In the GEL films containing RhB, in the pH range of salt solutions, attraction existed between amine and carboxyl groups of GEL and RhB.[42] Screening of this attraction by Na+ and Cl– ions enhanced the release of RhB dye with increasing NaCl concentration. The opposite trend observed for the release of EosY originated from the dominant negative GEL charge,[43] and therefore, an ionic repulsion between deprotonated carboxyl groups of GEL and EosY. This ionic repulsion was screened in NaCl solutions, and the release of EosY was suppressed at increased NaCl content.
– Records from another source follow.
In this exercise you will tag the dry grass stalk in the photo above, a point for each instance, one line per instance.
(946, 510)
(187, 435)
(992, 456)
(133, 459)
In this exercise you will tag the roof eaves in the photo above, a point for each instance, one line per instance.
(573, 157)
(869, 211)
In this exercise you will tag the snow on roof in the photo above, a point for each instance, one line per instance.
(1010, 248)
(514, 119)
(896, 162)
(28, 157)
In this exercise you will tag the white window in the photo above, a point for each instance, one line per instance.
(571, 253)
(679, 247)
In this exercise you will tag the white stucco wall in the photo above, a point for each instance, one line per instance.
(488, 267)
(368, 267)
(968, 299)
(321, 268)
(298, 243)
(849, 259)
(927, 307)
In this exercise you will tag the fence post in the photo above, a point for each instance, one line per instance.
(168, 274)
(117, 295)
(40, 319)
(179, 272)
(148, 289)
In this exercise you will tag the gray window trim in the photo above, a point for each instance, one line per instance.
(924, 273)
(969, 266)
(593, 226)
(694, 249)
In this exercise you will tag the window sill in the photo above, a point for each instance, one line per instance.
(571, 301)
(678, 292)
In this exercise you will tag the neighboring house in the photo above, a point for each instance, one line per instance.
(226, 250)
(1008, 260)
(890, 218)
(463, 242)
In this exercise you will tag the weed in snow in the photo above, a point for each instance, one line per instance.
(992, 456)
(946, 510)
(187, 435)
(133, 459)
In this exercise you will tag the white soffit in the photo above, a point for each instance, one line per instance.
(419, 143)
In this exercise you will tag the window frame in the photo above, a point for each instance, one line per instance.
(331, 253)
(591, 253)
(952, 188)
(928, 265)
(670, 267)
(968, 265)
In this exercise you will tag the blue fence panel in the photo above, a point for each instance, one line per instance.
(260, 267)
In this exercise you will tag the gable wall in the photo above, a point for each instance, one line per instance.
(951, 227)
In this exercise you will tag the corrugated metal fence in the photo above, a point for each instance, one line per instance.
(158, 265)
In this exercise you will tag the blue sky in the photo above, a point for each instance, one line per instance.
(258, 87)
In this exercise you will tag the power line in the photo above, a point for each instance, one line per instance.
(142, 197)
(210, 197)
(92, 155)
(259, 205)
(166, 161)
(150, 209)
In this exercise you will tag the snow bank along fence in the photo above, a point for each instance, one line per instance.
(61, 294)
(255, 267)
Similar to GEL films, the attraction between RhB and charged amine and carboxyl groups of Ch/GEL films was screened in NaCl solutions, which resulted in greater RhB release with increasing NaCl concentration. Conversely, although Ch/GEL films were predominantly composed of GEL, the screening of attraction between the carboxylic and amine groups of Ch and GEL[43] resulted in enhanced release of EosY from these films with increasing NaCl concentration.

Conclusions

We conducted a comprehensive study of the swelling and dissolution properties of the Ch and GEL films, as well as the release of small ionic molecules from these films in ionic solutions. The distinct swelling and dissolution behavior of the Ch and GEL films stemmed from their polyelectrolyte and polyampholyte behavior, respectively. For the Ch films, an increasing ionic strength of salt solutions resulted in the screening of the electrostatic repulsion between positively charged amine groups, thus resulting in decreased swelling and dissolution. For the GEL films, an increasing ionic strength of salt solutions resulted in screened attraction between ionized carboxyl and amine groups, thus resulting in enhanced swelling and dissolution (a polyampholyte behavior). The stability of the composite Ch/GEL films was dominated by the GEL behavior. The swelling and dissolution of these films in solutions containing Ca2+ and SO42– ions was related to the solubility of GEL in the corresponding solutions and resembled the trend of the Hoffmeister series. Agitation increased the rate of dissolution of all films. The release of RhB and EosY molecules from the film was governed by their interactions with the ionic groups of the biopolymers. It was enhanced with increasing NaCl concentration for all films, with the exception of EosY–GEL films. For this dye, screening of an ionic repulsion between GEL and EosY by Na+ and Cl– ions suppressed the dye release. These results provide enhanced understanding of the factors influencing the properties of a biopolymer film in ionic solutions, thereby enabling the development of biopolymer films with applications in ionic media.